The Waynewood Elementary School PTA and a local youth sports group are battling the Fairfax County school system over whether the gym's tile floor will be carpeted this summer.

School officials say carpeting makes the county's elementary school gyms more versatile for younger students and quieter for gym teachers. Parents protesting the plan contend that the nylon fabric will cause sports injuries and attract everything from dust mites to errant saliva.

"We want to know how well kids can run on the carpeting; we don't want ambiance and warm bottoms," said PTA Vice President Jane Cole. "I'm sorry that P.E. {physical education} teachers get headaches, but if you're going to be a P.E. teacher, you buy into that, or you teach strings or some quiet literature class."

Last Thursday, the School Board postponed installing the flooring and agreed to study the health aspects of the carpet. School officials are expected to check with government agencies, including the Environmental Protection Agency, and to report to the board next month.
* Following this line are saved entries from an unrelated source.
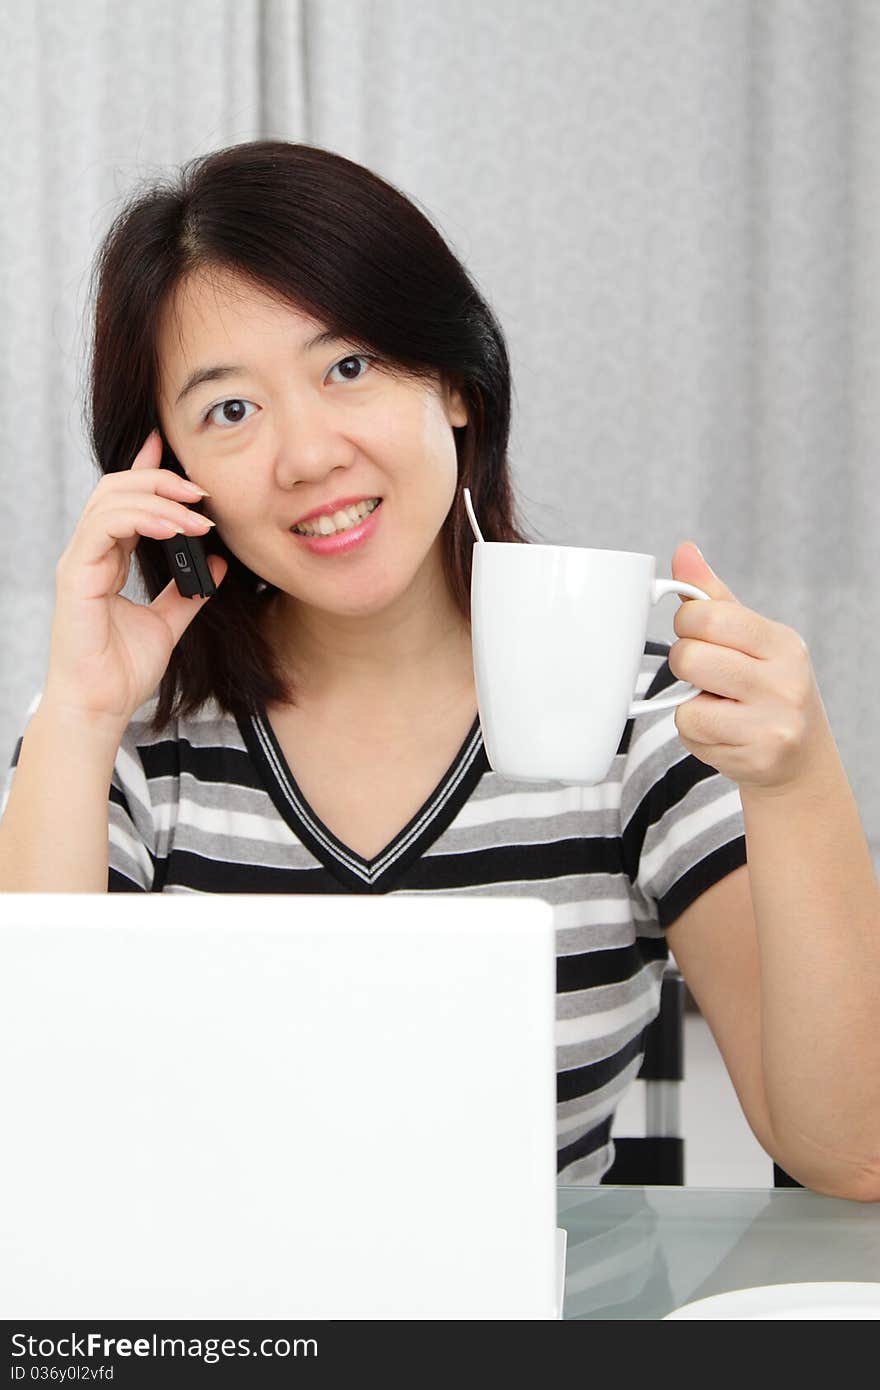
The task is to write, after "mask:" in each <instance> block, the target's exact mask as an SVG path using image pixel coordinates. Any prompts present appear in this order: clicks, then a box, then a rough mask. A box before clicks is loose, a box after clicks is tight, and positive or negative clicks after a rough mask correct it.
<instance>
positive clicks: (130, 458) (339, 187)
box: [86, 140, 528, 733]
mask: <svg viewBox="0 0 880 1390" xmlns="http://www.w3.org/2000/svg"><path fill="white" fill-rule="evenodd" d="M195 271H200V272H207V274H213V272H220V274H221V275H222V274H224V272H229V271H231V272H234V274H235V275H236V277H239V278H243V279H245V281H247V282H250V284H253V285H254V286H256V288H259V289H261V291H263V292H267V293H270V295H271V296H274V297H277V299H278V300H279V302H282V303H286V304H289V306H291V307H292V309H295V310H298V311H300V313H306V314H309V316H311V317H314V318H316V320H318V321H320V322H323V324H325V325H327V327H328V328H331V329H332V331H334V332H335V334H336V335H338V336H339V338H343V339H346V341H352V342H353V343H356V345H359V346H363V347H364V349H366V350H373V352H375V353H377V354H378V356H380V357H381V359H382V360H384V363H385V364H388V367H391V370H398V371H400V373H402V374H403V375H406V377H413V378H414V379H425V381H427V379H430V381H434V379H437V374H438V373H439V374H441V381H445V382H448V384H450V385H452V386H457V388H459V389H460V391H462V395H463V399H464V403H466V406H467V411H468V424H467V425H462V427H459V428H456V430H455V431H453V435H455V443H456V453H457V488H456V500H455V503H453V506H452V507H450V510H449V514H448V517H446V520H445V523H443V530H442V546H443V566H445V571H446V575H448V581H449V585H450V591H452V595H453V598H455V602H456V605H457V606H459V609H460V610H462V614H463V616H464V619H466V620H468V621H470V573H471V549H473V534H471V530H470V525H468V523H467V517H466V514H464V507H463V503H462V488H464V486H467V488H470V492H471V498H473V502H474V510H475V513H477V517H478V520H480V528H481V531H482V535H484V537H485V539H487V541H514V542H517V541H519V542H523V543H528V537H527V535H524V534H523V532H521V531H520V527H519V524H517V521H516V518H514V507H516V503H514V498H513V489H512V481H510V474H509V464H507V439H509V431H510V361H509V356H507V349H506V343H505V339H503V335H502V331H500V328H499V325H498V322H496V320H495V316H494V314H492V310H491V309H489V306H488V304H487V302H485V300H484V299H482V296H481V295H480V292H478V291H477V288H475V286H474V284H473V281H471V279H470V277H468V274H467V271H466V270H464V267H463V265H462V264H460V263H459V260H456V257H455V256H453V253H452V252H450V249H449V247H448V246H446V243H445V240H443V238H442V236H441V235H439V232H438V231H437V229H435V228H434V227H432V224H431V222H430V221H428V218H427V217H425V215H424V214H423V213H420V211H418V208H417V207H416V206H414V204H413V203H412V202H410V200H409V199H407V197H405V196H403V193H400V192H399V190H398V189H395V188H393V186H392V185H391V183H386V182H385V181H384V179H381V178H380V177H378V175H377V174H373V172H371V171H370V170H367V168H364V167H363V165H360V164H355V163H353V161H352V160H348V158H343V157H342V156H339V154H334V153H331V152H328V150H323V149H318V147H316V146H311V145H292V143H288V142H285V140H253V142H249V143H243V145H234V146H229V147H228V149H222V150H217V152H214V153H211V154H207V156H202V157H199V158H195V160H189V161H188V163H186V164H184V165H182V167H181V170H179V171H178V177H177V178H175V179H174V181H168V179H160V181H158V182H153V183H152V185H150V186H149V188H146V189H143V188H142V189H139V190H138V192H136V193H135V195H133V196H132V197H129V200H128V202H127V204H125V207H124V208H122V211H121V213H118V214H117V217H115V218H114V221H113V224H111V227H110V229H108V232H107V234H106V236H104V239H103V242H101V245H100V247H99V252H97V256H96V261H95V267H93V272H92V275H93V281H92V292H93V295H95V318H93V339H92V357H90V374H89V400H88V407H89V409H88V418H86V425H88V432H89V435H90V441H92V448H93V452H95V457H96V460H97V466H99V468H100V471H101V473H104V474H106V473H115V471H117V470H122V468H129V467H131V464H132V460H133V457H135V455H136V453H138V450H139V449H140V448H142V445H143V442H145V439H146V436H147V434H149V432H150V431H152V430H154V428H161V425H160V418H158V407H157V402H158V356H157V338H158V322H160V316H161V311H163V307H164V306H165V304H168V303H171V302H172V296H174V293H175V291H177V288H178V285H181V284H182V281H185V279H186V278H188V277H189V275H190V274H193V272H195ZM163 438H164V436H163ZM161 467H163V468H170V470H171V471H174V473H178V474H179V475H181V477H184V475H185V474H184V470H182V467H181V464H179V461H178V460H177V457H175V456H174V453H172V452H171V449H170V446H168V443H167V442H165V449H164V456H163V460H161ZM204 546H206V550H207V552H209V553H210V552H217V553H220V555H222V556H224V557H225V559H227V563H228V570H227V574H225V577H224V580H222V582H221V584H220V587H218V589H217V592H215V594H214V595H213V596H211V599H210V602H209V603H206V605H204V607H203V610H202V612H200V613H199V616H197V619H196V620H195V623H192V624H190V626H189V627H188V628H186V631H185V632H184V635H182V638H181V639H179V642H178V644H177V646H175V649H174V652H172V655H171V660H170V663H168V667H167V670H165V674H164V677H163V680H161V684H160V687H158V702H157V708H156V712H154V716H153V719H152V721H150V727H152V728H153V731H156V733H158V731H161V730H164V728H165V727H167V724H168V721H170V720H171V719H174V717H175V716H181V714H192V713H195V712H196V710H197V709H199V708H200V706H202V705H203V703H204V702H206V701H207V699H210V698H214V699H215V701H217V705H218V706H220V708H221V709H222V710H225V712H227V713H232V714H235V716H241V717H246V716H247V714H250V713H253V712H256V710H259V709H260V708H263V706H266V705H267V703H270V702H289V703H295V685H293V681H292V680H291V677H289V674H288V671H286V670H285V669H284V666H282V662H281V660H279V656H278V653H275V652H274V651H272V649H271V645H270V642H268V641H267V638H266V637H264V635H263V628H261V624H260V616H261V613H263V610H264V606H266V602H267V598H268V596H271V595H272V594H275V592H278V591H277V589H275V588H274V587H272V585H268V584H266V582H264V581H260V577H259V575H256V574H254V573H253V571H252V570H249V569H247V566H245V564H243V563H242V562H241V560H239V559H238V557H236V556H235V555H232V552H231V550H228V549H227V546H225V545H224V542H222V539H221V538H220V537H217V535H214V534H211V535H210V537H206V538H204ZM133 559H135V564H136V567H138V571H139V574H140V577H142V580H143V584H145V587H146V591H147V594H149V598H150V599H153V598H156V595H157V594H160V592H161V591H163V589H164V588H165V585H167V584H168V566H167V560H165V555H164V550H163V548H161V543H160V542H158V541H156V539H153V538H150V537H142V538H140V541H139V543H138V548H136V550H135V552H133ZM231 634H232V637H231Z"/></svg>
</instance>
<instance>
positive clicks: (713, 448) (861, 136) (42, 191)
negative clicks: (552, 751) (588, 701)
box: [0, 0, 880, 853]
mask: <svg viewBox="0 0 880 1390" xmlns="http://www.w3.org/2000/svg"><path fill="white" fill-rule="evenodd" d="M0 18H1V19H3V40H4V42H3V56H1V57H0V63H1V64H3V67H1V70H0V78H1V81H0V100H1V103H3V107H1V115H3V126H1V128H3V133H4V139H3V142H1V143H0V174H1V181H0V188H1V190H3V204H1V206H3V213H1V222H0V235H1V264H3V278H1V284H0V343H1V349H3V373H1V374H0V407H1V409H0V470H1V473H0V482H1V486H3V503H4V505H3V510H1V513H0V758H3V763H4V766H6V765H8V760H10V758H11V755H13V749H14V745H15V739H17V737H18V734H19V733H21V731H22V727H24V714H25V709H26V705H28V702H29V701H31V698H32V695H33V694H35V692H36V689H39V688H40V687H42V684H43V681H44V674H46V663H47V656H49V634H50V626H51V612H53V603H54V566H56V563H57V560H58V556H60V555H61V552H63V550H64V548H65V546H67V543H68V541H70V537H71V534H72V530H74V527H75V524H76V521H78V518H79V514H81V512H82V507H83V505H85V502H86V499H88V496H89V495H90V492H92V491H93V488H95V485H96V482H97V478H99V473H97V468H96V464H95V463H93V461H92V459H90V456H89V450H88V445H86V439H85V431H83V424H82V406H83V392H85V384H86V353H88V317H86V313H88V303H86V299H88V288H89V286H88V281H89V274H90V268H92V259H93V256H95V250H96V247H97V243H99V240H100V238H101V235H103V232H104V231H106V228H107V227H108V224H110V221H111V218H113V215H114V214H115V211H118V207H120V204H121V202H122V199H124V197H125V196H127V195H128V193H131V192H132V190H133V189H135V188H136V186H138V185H139V183H140V182H142V181H143V179H150V178H153V177H157V175H161V174H163V172H167V171H168V167H174V165H177V164H179V163H182V161H184V160H186V158H189V157H192V156H193V154H202V153H207V152H209V150H213V149H217V147H218V146H222V145H231V143H238V142H242V140H250V139H256V138H263V136H271V138H282V139H291V140H302V142H307V143H311V145H318V146H323V147H324V149H329V150H335V152H338V153H341V154H345V156H348V157H349V158H353V160H357V161H360V163H363V164H367V165H368V167H370V168H373V170H375V171H377V172H378V174H381V175H382V177H384V178H386V179H389V181H391V182H392V183H395V185H398V186H399V188H400V189H402V190H403V192H405V193H407V195H409V196H410V197H412V199H414V200H416V202H417V204H418V206H420V207H421V208H423V211H425V213H427V215H428V217H430V218H431V220H432V221H434V224H435V225H437V227H438V228H439V229H441V232H442V234H443V235H445V236H446V239H448V240H449V243H450V245H452V249H453V250H455V252H456V253H457V254H459V256H460V257H462V259H463V260H464V263H466V264H467V267H468V270H470V271H471V274H473V275H474V278H475V279H477V282H478V285H480V286H481V289H482V292H484V293H485V296H487V297H488V300H489V302H491V303H492V306H494V309H495V311H496V313H498V317H499V320H500V322H502V327H503V329H505V332H506V336H507V342H509V346H510V353H512V360H513V375H514V417H513V436H512V460H513V468H514V478H516V482H517V488H519V492H520V496H521V499H523V513H524V516H525V520H527V524H530V525H531V527H532V528H534V530H535V531H537V532H538V534H539V535H541V538H542V539H545V541H552V542H559V543H570V545H578V543H580V545H594V546H608V548H614V549H635V550H649V552H651V553H653V555H656V556H658V571H659V573H660V574H663V573H669V566H670V557H671V552H673V549H674V548H676V545H677V543H678V542H680V541H683V539H695V541H696V542H698V543H699V546H701V548H702V550H703V553H705V556H706V559H708V562H709V563H710V564H712V566H713V567H715V569H716V571H717V573H719V574H720V575H722V577H723V578H724V580H726V581H727V582H728V584H730V587H731V588H733V591H734V592H735V594H737V596H738V598H740V599H741V600H742V602H744V603H747V605H748V606H751V607H753V609H758V610H759V612H762V613H765V614H767V616H769V617H773V619H777V620H780V621H783V623H787V624H790V626H791V627H795V628H797V630H798V631H799V632H801V635H802V637H804V638H805V641H806V642H808V645H809V648H810V653H812V659H813V666H815V669H816V673H817V677H819V684H820V688H822V692H823V698H824V702H826V706H827V710H829V714H830V719H831V724H833V727H834V731H836V735H837V741H838V746H840V749H841V755H842V759H844V763H845V766H847V770H848V774H849V778H851V783H852V787H854V791H855V795H856V799H858V802H859V809H861V812H862V819H863V823H865V827H866V831H867V834H869V838H870V841H872V845H873V848H874V852H876V853H877V852H880V777H879V766H880V756H879V755H880V726H879V721H877V717H876V708H877V696H876V691H877V685H879V677H880V638H879V635H877V634H879V628H880V585H879V584H877V557H879V556H877V552H879V543H877V541H879V537H880V503H879V498H877V466H876V457H877V455H879V452H880V206H879V200H880V193H879V189H880V178H879V174H880V85H879V83H877V81H876V74H877V72H879V71H880V4H877V3H874V0H678V3H670V0H480V4H474V3H473V0H443V3H438V0H373V3H370V0H286V3H285V0H263V3H260V0H186V4H179V3H178V0H150V3H146V0H145V3H139V0H133V3H125V4H120V3H114V0H65V3H64V4H54V3H53V0H44V3H43V0H36V3H25V4H21V3H18V0H0ZM125 592H127V594H128V596H132V598H136V596H139V591H138V588H136V587H135V581H133V580H131V581H129V587H127V591H125ZM676 607H677V600H676V599H667V600H665V603H663V605H662V606H660V607H659V609H656V610H655V616H653V619H652V627H651V635H652V637H656V638H660V639H666V641H671V639H674V632H673V627H671V621H673V617H674V612H676Z"/></svg>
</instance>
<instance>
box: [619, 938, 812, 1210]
mask: <svg viewBox="0 0 880 1390" xmlns="http://www.w3.org/2000/svg"><path fill="white" fill-rule="evenodd" d="M684 1001H685V984H684V979H683V976H681V972H680V970H678V969H677V967H676V966H667V967H666V970H665V973H663V981H662V984H660V1012H659V1013H658V1016H656V1019H653V1022H652V1023H649V1026H648V1027H646V1030H645V1056H644V1059H642V1065H641V1069H639V1072H638V1080H641V1081H645V1133H644V1136H639V1137H638V1138H630V1137H628V1136H627V1137H620V1138H619V1137H617V1136H614V1162H613V1163H612V1166H610V1168H609V1170H608V1173H605V1176H603V1177H602V1183H606V1184H609V1186H610V1184H614V1186H623V1187H683V1186H684V1136H683V1133H681V1081H683V1080H684ZM773 1186H774V1187H801V1186H802V1183H798V1181H795V1179H794V1177H791V1176H790V1175H788V1173H787V1172H785V1170H784V1169H783V1168H780V1166H779V1163H773Z"/></svg>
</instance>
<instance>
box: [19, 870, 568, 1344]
mask: <svg viewBox="0 0 880 1390" xmlns="http://www.w3.org/2000/svg"><path fill="white" fill-rule="evenodd" d="M0 909H1V912H0V916H1V919H3V920H1V923H0V1059H1V1061H0V1087H1V1091H0V1104H1V1106H3V1113H4V1116H6V1118H7V1136H6V1143H4V1144H3V1147H1V1152H0V1202H1V1212H0V1307H1V1308H3V1315H4V1316H6V1318H11V1316H28V1318H64V1319H70V1318H81V1316H101V1318H156V1319H163V1318H214V1319H220V1318H229V1319H236V1318H285V1319H289V1318H388V1319H399V1318H553V1316H556V1315H557V1314H556V1309H555V1302H556V1287H555V1279H556V1250H555V1227H556V1136H555V1129H556V1120H555V1048H553V1027H555V1023H553V1017H555V942H553V922H552V909H551V908H549V905H548V903H545V902H542V901H539V899H523V898H519V899H502V898H488V897H487V898H480V897H474V895H470V897H450V895H448V897H424V895H421V894H414V895H412V897H409V895H406V894H388V895H377V897H373V898H370V897H349V895H338V897H336V895H331V897H303V895H295V897H286V895H214V894H204V895H202V894H199V895H196V894H193V895H182V894H179V895H178V894H175V895H164V897H161V898H153V897H152V895H143V897H142V895H136V894H132V895H125V897H122V895H117V894H110V895H92V894H71V895H64V894H21V895H18V894H11V895H4V897H3V898H0Z"/></svg>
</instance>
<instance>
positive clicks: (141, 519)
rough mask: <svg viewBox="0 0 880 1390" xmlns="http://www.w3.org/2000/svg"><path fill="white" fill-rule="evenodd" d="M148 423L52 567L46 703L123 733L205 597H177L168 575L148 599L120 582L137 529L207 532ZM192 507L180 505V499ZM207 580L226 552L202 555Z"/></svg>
mask: <svg viewBox="0 0 880 1390" xmlns="http://www.w3.org/2000/svg"><path fill="white" fill-rule="evenodd" d="M161 456H163V445H161V436H160V434H158V432H157V431H154V432H153V434H152V435H149V438H147V439H146V442H145V443H143V446H142V449H140V452H139V453H138V455H136V457H135V461H133V463H132V466H131V468H128V470H124V471H121V473H108V474H106V475H104V477H103V478H101V480H100V482H99V484H97V486H96V489H95V492H93V493H92V496H90V498H89V500H88V502H86V505H85V509H83V513H82V516H81V518H79V523H78V524H76V530H75V531H74V535H72V538H71V542H70V545H68V546H67V549H65V550H64V555H63V556H61V559H60V560H58V563H57V566H56V609H54V619H53V627H51V642H50V655H49V673H47V678H46V688H44V691H43V701H42V702H44V703H47V705H50V706H54V708H61V709H64V712H65V713H67V714H71V713H72V714H76V716H82V717H83V719H85V720H88V721H90V723H100V724H107V726H108V727H110V728H115V730H117V731H118V733H122V731H124V730H125V727H127V724H128V721H129V720H131V717H132V714H133V713H135V710H136V709H138V708H139V706H140V705H142V703H143V702H145V701H146V699H147V698H149V696H150V695H152V694H153V691H154V689H156V687H157V685H158V682H160V681H161V678H163V676H164V673H165V669H167V666H168V662H170V659H171V653H172V651H174V648H175V646H177V644H178V641H179V639H181V637H182V634H184V632H185V631H186V628H188V627H189V624H190V623H192V620H193V619H195V617H196V616H197V614H199V612H200V610H202V607H203V606H204V605H206V603H207V602H209V599H207V598H200V596H196V598H184V595H182V594H181V592H179V589H178V587H177V584H175V581H174V580H170V582H168V584H167V585H165V588H164V589H163V591H161V594H157V596H156V598H154V599H153V602H152V603H147V605H142V603H132V600H131V599H127V598H122V595H121V594H120V589H122V588H124V585H125V582H127V580H128V571H129V563H131V556H132V552H133V549H135V546H136V545H138V541H139V539H140V537H142V535H149V537H153V538H156V539H168V538H170V537H172V535H175V534H177V532H178V531H184V534H185V535H197V537H203V535H206V534H207V531H209V530H210V527H209V524H207V521H206V520H203V518H202V517H200V516H199V513H196V512H193V510H192V505H193V503H196V502H200V500H202V496H200V493H199V492H197V491H196V489H193V486H192V484H189V482H186V480H185V478H179V477H178V475H177V474H175V473H171V471H170V470H168V468H161V467H160V461H161ZM186 502H188V503H190V506H185V503H186ZM207 563H209V569H210V571H211V578H213V580H214V584H217V585H218V584H220V582H221V580H222V578H224V575H225V573H227V560H225V559H222V557H221V556H218V555H211V556H209V557H207Z"/></svg>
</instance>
The county has been laying the all-purpose flooring, known as Pro-Gym, in county elementary schools for nine years, and Waynewood's was scheduled to be installed during renovations in August. About 40 of the county's 127 elementary schools have received the product.

"I just wonder if it's something that has become fashionable or God knows what, but they keep on saying it's done in California," said Claudia Fitzgerald, whose daughters attend Waynewood and are active in youth sports. "Apparently, that means it's good, but I don't know how they conclude that."

Earlier this month, about 60 parents came to the office of Supervisor Gerald Hyland (D-Mount Vernon) to protest the plan. Among its biggest critics are the Fort Hunt Youth Athletic Association, which sponsors after-school basketball games at the gym, and the school's PTA, which holds roller skating sessions there.

Opponents say that not only will the flooring be at odds with what gyms are supposed to be -- places to yell and let off steam -- it will aggravate allergies among children, emit fumes and be difficult to keep unsoiled.

"What if a child vomits on the carpet or bleeds; how do you keep it really clean?" asked Claudia Fitzgerald.

The flooring, which is to be installed by Collins & Aikman Corp. of Annandale, is treated with an "anti-microbial agent" that will not wash out and is considered "the best on the market," according to literature from the manufacturer.

The county surveyed gym teachers who teach in the carpeted rooms in April and the results "came out extremely positive," said Alton C. Hlavin, assistant superintendent for facility services.

"You can do the duck walks, the frog walks," Hlavin said of the flooring. "In addition to being the best surface, it also presents a better acoustical quality in the gymnasium."

Among its advantages, the 28 teachers who answered the survey ranked "less noise," "warmth for sitting" and "easier maintenance." As for disadvantages, teachers cited "rug burns," "cleaning problems and sanitation concerns" and "restricted movement for scooters and hockey pucks."

Stephen Fitzgerald, Claudia's husband, coaches youth sports and said the issue goes beyond carpeting.

"It's the failure of the administration to permit parents to have a role in the decision-making process," Fitzgerald said. "It's very hard to understand why on this issue the school administration feels they could not budge an inch."

Hlavin called complaints that the school system has stonewalled the community "bothersome. I think that we have tried to answer their concerns and provide information that we have available to us."

Cole said the group plans to press on with the issue.

"I know it's a big system, I'm sympathetic to that," she said. "Just give us less, that's what we want."